Perhaps the reputation of Cambyses was already evil and well known. At any rate, the proposal produced consternation rather than joy and satisfaction in the circle of the bride-elect. Possibly Amasis held with special tenderness the daughter in question. Be this as it may, he sent not the princess demanded, but one who was probably considered of inferior dignity. Doubtless she went adorned in regal splendor that the deception might not be suspected. Her finger tips would have been tinged with henna to look like branches of coral; she would perhaps wear the Persian head dress, composed of a light golden chain work set with small pearls, with a thin gold plate pendant about the size of a crown piece on which was impressed an Arabian prayer and which hung upon the cheek below the ear. The kohl’s jetty dye would give that “long, dark, languish to the eye.” A small coronet of jewels would be placed upon her head and over all a rosy veil. The veils the Eastern women wore over the head were coquettishly managed to add to their attractions. Says the poet in “Lalla Rooke”:

“Veiled by such a mask as shades

The features of young Arab maids,

A mask that leaves but one eye free

To do its best in witchery.”

The Arab women wear black masks prettily disposed, and Niebuhr mentions their showing but one eye in conversation, and again says Moore:

“And bright the glancing looks they hide

Beneath their litters roseate veils.”

So Nitetis, hardly a happy bride, was wedded to the Persian king, and “nightingales warbled their enchanting notes and rent the thin veils of the rosebud and the rose,” according to a favorite image of the Oriental poets. But not joy, peace and happiness resulted—rather wars and bloodshed. Perhaps in innocence, perhaps in malice, the new queen revealed the secret of her identity to the king. Since he did not put her to death we may believe that she herself had some attractions for him, but the deception he would not forgive and seized upon it, only too gladly, as a pretext for invading Egypt.
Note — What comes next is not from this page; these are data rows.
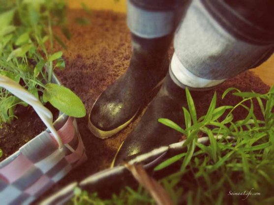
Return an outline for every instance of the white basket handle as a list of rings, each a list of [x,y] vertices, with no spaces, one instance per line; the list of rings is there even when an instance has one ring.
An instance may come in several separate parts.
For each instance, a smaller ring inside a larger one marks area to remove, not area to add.
[[[45,107],[38,99],[19,84],[2,75],[0,75],[0,87],[4,88],[16,97],[31,106],[57,141],[59,148],[63,147],[61,138],[53,126],[52,114],[49,109]]]

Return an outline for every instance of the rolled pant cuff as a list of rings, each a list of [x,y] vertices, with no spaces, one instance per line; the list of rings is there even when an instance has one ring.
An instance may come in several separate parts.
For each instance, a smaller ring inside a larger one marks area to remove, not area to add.
[[[154,38],[168,35],[175,29],[176,12],[174,9],[149,10],[138,7],[127,0],[127,23],[135,35]]]
[[[209,80],[198,77],[187,70],[174,53],[169,68],[169,74],[173,82],[183,88],[192,90],[208,90],[221,84],[226,79]]]

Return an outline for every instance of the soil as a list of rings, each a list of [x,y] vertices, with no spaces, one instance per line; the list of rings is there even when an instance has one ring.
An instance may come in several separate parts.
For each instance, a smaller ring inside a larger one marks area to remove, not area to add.
[[[53,113],[54,120],[57,118],[59,111],[50,104],[46,107]],[[5,123],[0,129],[0,148],[3,155],[0,162],[11,155],[22,146],[45,130],[46,126],[30,106],[18,106],[14,114],[17,119],[10,124]]]
[[[63,51],[66,68],[64,70],[56,73],[61,83],[80,96],[89,112],[100,93],[124,73],[128,66],[132,52],[130,32],[124,14],[94,11],[92,15],[89,15],[83,10],[77,9],[70,10],[67,13],[71,39],[66,39],[60,29],[55,29],[67,47],[67,50]],[[80,25],[75,23],[75,19],[79,17],[88,18],[90,24]],[[56,50],[61,49],[59,46],[56,48]],[[173,49],[171,48],[171,55]],[[217,93],[217,106],[238,103],[241,98],[231,94],[223,100],[221,99],[222,93],[230,87],[237,88],[243,91],[253,90],[262,93],[267,92],[269,89],[253,73],[245,72],[227,80],[201,97],[199,101],[195,102],[198,115],[206,114],[214,91]],[[152,96],[147,101],[151,98]],[[260,110],[256,103],[254,110],[259,116]],[[238,111],[235,116],[236,119],[247,115],[243,109]],[[141,112],[125,129],[106,140],[98,139],[89,131],[88,116],[77,119],[88,161],[72,171],[46,195],[72,181],[80,180],[109,168],[121,143],[138,123],[144,111]]]

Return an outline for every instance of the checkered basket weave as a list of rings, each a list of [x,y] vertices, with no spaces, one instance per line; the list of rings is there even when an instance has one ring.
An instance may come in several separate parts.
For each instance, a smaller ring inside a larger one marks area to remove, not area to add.
[[[3,86],[1,80],[4,79],[8,81],[6,83],[10,86],[10,79],[2,77],[0,75],[0,86]],[[16,92],[5,88],[22,98]],[[24,101],[31,105],[30,102]],[[39,109],[31,105],[41,117],[43,115],[38,113]],[[44,122],[48,119],[41,118]],[[48,129],[0,162],[0,205],[30,204],[72,169],[86,160],[75,119],[62,114],[54,126],[48,120],[47,122],[48,124],[45,123]]]

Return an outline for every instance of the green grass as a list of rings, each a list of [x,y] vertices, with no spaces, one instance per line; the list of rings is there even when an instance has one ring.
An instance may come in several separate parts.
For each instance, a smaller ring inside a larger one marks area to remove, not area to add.
[[[20,83],[42,103],[48,101],[69,116],[82,117],[86,110],[78,97],[61,86],[50,86],[54,70],[65,67],[62,51],[54,52],[54,40],[64,49],[65,45],[52,30],[59,26],[70,37],[65,7],[64,0],[0,0],[0,75]],[[16,117],[18,105],[28,105],[0,87],[0,128]]]
[[[157,171],[172,164],[179,165],[174,173],[159,181],[174,204],[274,204],[274,87],[264,94],[241,92],[231,88],[224,92],[222,98],[232,91],[242,97],[235,106],[216,108],[214,94],[207,114],[197,119],[195,105],[187,90],[188,109],[183,108],[185,129],[168,119],[159,119],[187,137],[183,145],[187,148],[186,152],[167,159],[154,169]],[[263,120],[257,119],[254,113],[255,101],[260,105]],[[249,106],[246,105],[246,101],[250,102]],[[233,113],[238,107],[244,107],[248,115],[235,121]],[[208,146],[197,142],[201,132],[209,137]],[[233,138],[229,140],[228,136]],[[126,187],[107,200],[79,188],[76,191],[70,205],[155,204],[141,187],[135,191]],[[260,195],[235,195],[244,191],[248,194],[250,191]]]

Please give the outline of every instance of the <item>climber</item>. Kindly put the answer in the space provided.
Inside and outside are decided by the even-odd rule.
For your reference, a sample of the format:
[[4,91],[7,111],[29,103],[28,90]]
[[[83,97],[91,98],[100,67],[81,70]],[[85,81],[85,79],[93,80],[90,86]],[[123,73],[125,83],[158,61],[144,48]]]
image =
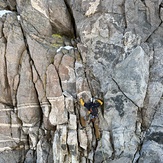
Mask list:
[[[99,126],[98,126],[98,123],[99,123],[98,107],[103,105],[102,100],[91,98],[91,100],[89,102],[85,103],[84,100],[81,98],[80,104],[87,108],[87,110],[88,110],[87,115],[90,116],[90,121],[93,122],[93,125],[95,128],[96,139],[99,140],[100,139],[100,131],[99,131]],[[86,124],[85,124],[85,122],[83,122],[84,118],[81,118],[81,120],[82,120],[82,126],[85,127]]]

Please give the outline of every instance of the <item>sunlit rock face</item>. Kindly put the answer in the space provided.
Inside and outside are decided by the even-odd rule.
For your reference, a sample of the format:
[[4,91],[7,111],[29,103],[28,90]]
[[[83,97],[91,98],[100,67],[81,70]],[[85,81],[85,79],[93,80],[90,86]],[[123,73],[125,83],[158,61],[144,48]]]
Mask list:
[[161,163],[162,20],[160,0],[0,0],[0,163]]

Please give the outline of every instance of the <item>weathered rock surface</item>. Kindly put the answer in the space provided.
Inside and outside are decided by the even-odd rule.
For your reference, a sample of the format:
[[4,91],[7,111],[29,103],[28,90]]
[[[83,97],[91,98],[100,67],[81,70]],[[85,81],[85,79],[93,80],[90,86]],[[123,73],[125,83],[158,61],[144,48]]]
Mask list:
[[0,163],[163,162],[162,21],[161,0],[0,0]]

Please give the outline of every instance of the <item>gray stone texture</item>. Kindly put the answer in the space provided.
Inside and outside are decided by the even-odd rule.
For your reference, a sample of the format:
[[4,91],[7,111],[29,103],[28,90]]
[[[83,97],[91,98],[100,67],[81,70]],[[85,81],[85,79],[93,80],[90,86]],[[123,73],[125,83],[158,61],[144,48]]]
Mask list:
[[0,0],[0,163],[162,163],[162,21],[162,0]]

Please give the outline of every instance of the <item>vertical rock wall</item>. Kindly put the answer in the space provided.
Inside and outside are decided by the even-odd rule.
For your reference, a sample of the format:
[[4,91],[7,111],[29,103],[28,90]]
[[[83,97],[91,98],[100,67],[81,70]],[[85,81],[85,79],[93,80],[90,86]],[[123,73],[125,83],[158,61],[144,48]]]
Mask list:
[[161,163],[162,20],[160,0],[0,0],[0,163]]

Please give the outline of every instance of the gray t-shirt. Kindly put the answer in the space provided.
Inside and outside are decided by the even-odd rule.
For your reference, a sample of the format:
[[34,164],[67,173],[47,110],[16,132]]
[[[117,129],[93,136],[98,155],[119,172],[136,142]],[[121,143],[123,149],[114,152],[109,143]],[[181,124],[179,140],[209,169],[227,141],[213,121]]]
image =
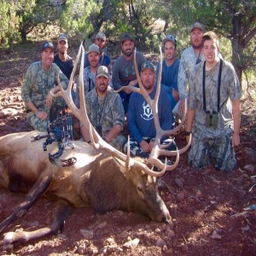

Across the desert which protected Egypt on the northeast marched Cambyses and his army, while his fleet, supplied by the Phoenician cities and the Greeks of Asia Minor, blockaded the Egyptian king (Psammetic III, only recently come to the throne) in Memphis. The herald was sent in a Greek vessel to demand surrender. The Egyptians, with mad and cruel folly, courting their own destruction, since such an act would be sure to infuriate the invader, seized the ship and tore the crew to pieces. If not before, from that moment their doom was sealed. Cambyses took Memphis, B. C. 525, on the pyramid plain, where later Napoleon bade his soldiers do their best, for the Centuries looked down upon them. It is said that Cambyses put cats and other sacred animals before his troops so that the Egyptians were afraid to attack. Be this as it may, the Persians obtained the mastery, and Cambyses took his revenge on Amasis for the affront offered him by causing his dead body to be burned.